What’s Happened to River Misbourne?

Many members will have noticed, unlike the photograph, the very low water level in the River Misbourne in recent weeks, and the fact that it has completely dried up in the area around Tesco. The Chiltern Chalk Streams Project Officer of the Chilterns Conservation Board has provided us with the following explanation:-

In contrast to many rivers elsewhere in the country, the R. Misbourne is currently experiencing a period of very low flows as a result of exceptionally low groundwater levels. The chalk streams like the Misbourne rely on groundwater for their flow (more than 90% of the total flow in the Misbourne is derived from groundwater) rather than surface runoff. Groundwater levels vary according to season with the main period for recharge being between October and March. Groundwater levels reach their peak in March/April (the timing differs from river to river) and then decline again throughout the summer and autumn until December/January (in a normal year) when the winter rainfall begins to reach the aquifer to start the recharge process again.  Last winter provided just 63% of average recharge to the aquifer which, on top of two previous years of lack lustre recharge, meant that groundwater levels peaked below normal levels and have declined ever since.  The Misbourne is not the only river affected.
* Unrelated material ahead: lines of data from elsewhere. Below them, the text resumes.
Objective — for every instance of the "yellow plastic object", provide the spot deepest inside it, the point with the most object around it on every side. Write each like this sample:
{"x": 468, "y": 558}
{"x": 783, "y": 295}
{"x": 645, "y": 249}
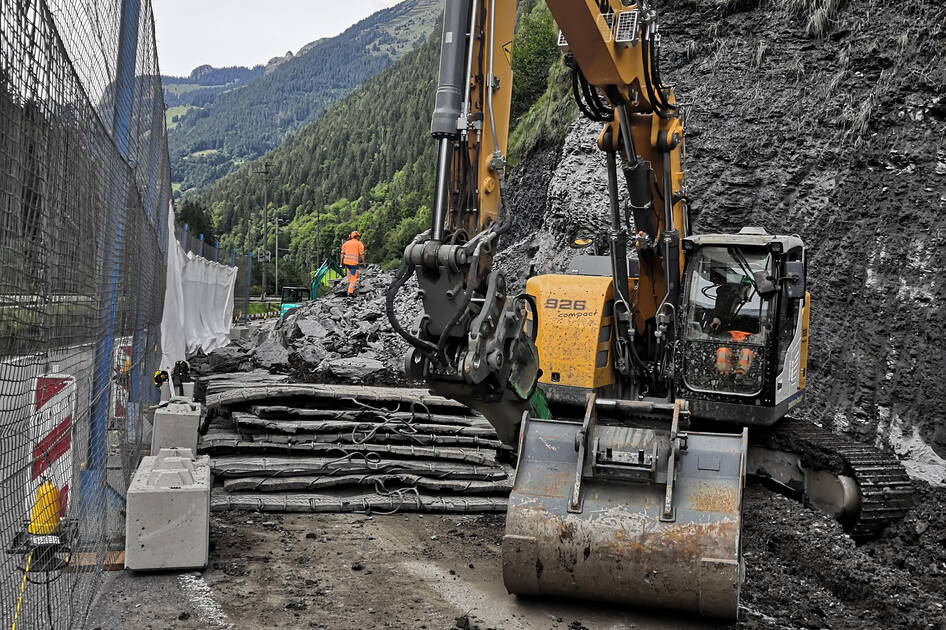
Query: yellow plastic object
{"x": 44, "y": 519}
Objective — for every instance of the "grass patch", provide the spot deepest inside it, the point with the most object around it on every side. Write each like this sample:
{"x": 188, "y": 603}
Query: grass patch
{"x": 182, "y": 88}
{"x": 204, "y": 153}
{"x": 548, "y": 120}
{"x": 819, "y": 15}
{"x": 173, "y": 114}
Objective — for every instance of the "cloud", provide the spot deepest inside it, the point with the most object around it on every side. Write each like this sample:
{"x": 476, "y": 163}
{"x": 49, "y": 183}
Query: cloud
{"x": 247, "y": 32}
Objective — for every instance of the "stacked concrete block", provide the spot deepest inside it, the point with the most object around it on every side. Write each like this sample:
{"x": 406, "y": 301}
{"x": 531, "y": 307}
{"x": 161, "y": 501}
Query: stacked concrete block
{"x": 176, "y": 425}
{"x": 167, "y": 524}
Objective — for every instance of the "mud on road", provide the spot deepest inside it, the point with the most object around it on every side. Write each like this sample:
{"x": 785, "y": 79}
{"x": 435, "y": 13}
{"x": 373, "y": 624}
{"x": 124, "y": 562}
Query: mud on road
{"x": 439, "y": 572}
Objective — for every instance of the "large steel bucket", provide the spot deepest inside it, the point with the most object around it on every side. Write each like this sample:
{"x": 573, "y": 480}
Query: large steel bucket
{"x": 613, "y": 545}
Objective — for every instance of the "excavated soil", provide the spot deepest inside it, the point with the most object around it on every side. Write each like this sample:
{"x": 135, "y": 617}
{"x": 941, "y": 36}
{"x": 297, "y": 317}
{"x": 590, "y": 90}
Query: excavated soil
{"x": 840, "y": 139}
{"x": 342, "y": 571}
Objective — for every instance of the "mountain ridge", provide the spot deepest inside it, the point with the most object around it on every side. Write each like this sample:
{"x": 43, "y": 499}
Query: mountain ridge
{"x": 212, "y": 129}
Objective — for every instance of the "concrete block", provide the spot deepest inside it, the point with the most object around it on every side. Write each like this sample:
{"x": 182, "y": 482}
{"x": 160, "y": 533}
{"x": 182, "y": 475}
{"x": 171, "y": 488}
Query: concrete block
{"x": 168, "y": 512}
{"x": 176, "y": 425}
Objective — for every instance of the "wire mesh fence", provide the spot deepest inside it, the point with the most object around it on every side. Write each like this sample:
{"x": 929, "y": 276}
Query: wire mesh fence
{"x": 84, "y": 197}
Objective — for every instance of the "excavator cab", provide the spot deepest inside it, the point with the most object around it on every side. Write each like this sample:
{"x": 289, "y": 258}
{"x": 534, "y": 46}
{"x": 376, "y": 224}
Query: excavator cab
{"x": 742, "y": 348}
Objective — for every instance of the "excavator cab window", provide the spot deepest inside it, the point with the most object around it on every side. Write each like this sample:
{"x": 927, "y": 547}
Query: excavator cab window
{"x": 726, "y": 320}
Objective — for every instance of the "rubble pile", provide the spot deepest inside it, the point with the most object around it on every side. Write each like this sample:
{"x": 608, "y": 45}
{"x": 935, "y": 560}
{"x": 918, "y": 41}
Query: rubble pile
{"x": 336, "y": 448}
{"x": 334, "y": 339}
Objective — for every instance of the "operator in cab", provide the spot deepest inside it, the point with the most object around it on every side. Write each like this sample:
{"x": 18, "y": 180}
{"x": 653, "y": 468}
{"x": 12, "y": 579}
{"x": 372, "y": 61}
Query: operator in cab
{"x": 727, "y": 320}
{"x": 352, "y": 257}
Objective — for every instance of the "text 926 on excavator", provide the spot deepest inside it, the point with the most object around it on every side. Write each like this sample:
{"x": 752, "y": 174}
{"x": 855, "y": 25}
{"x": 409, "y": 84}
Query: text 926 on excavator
{"x": 627, "y": 384}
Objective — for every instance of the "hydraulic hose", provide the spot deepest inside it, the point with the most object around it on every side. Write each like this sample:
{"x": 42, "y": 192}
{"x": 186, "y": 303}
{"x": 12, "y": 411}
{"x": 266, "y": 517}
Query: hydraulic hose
{"x": 658, "y": 106}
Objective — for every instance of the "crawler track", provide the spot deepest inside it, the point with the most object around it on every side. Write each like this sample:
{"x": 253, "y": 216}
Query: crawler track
{"x": 886, "y": 490}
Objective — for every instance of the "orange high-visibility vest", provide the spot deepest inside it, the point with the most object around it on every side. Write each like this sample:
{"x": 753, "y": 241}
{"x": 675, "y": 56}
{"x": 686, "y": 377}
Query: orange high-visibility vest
{"x": 352, "y": 249}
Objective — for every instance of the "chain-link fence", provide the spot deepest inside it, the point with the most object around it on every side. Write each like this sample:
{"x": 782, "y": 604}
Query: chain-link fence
{"x": 84, "y": 197}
The chalk streams to the North are also suffering. The Ver, in particular is dry for long sections of its course. Groundwater levels are at their lowest level on record for the time of year. Lower even than in the major drought of 1997. Whilst the water companies have not declared a water resources drought, there is no doubt that the Chilterns rivers are in the grip of a serious environmental drought. Without above average recharge this winter the rivers will be worse off next year.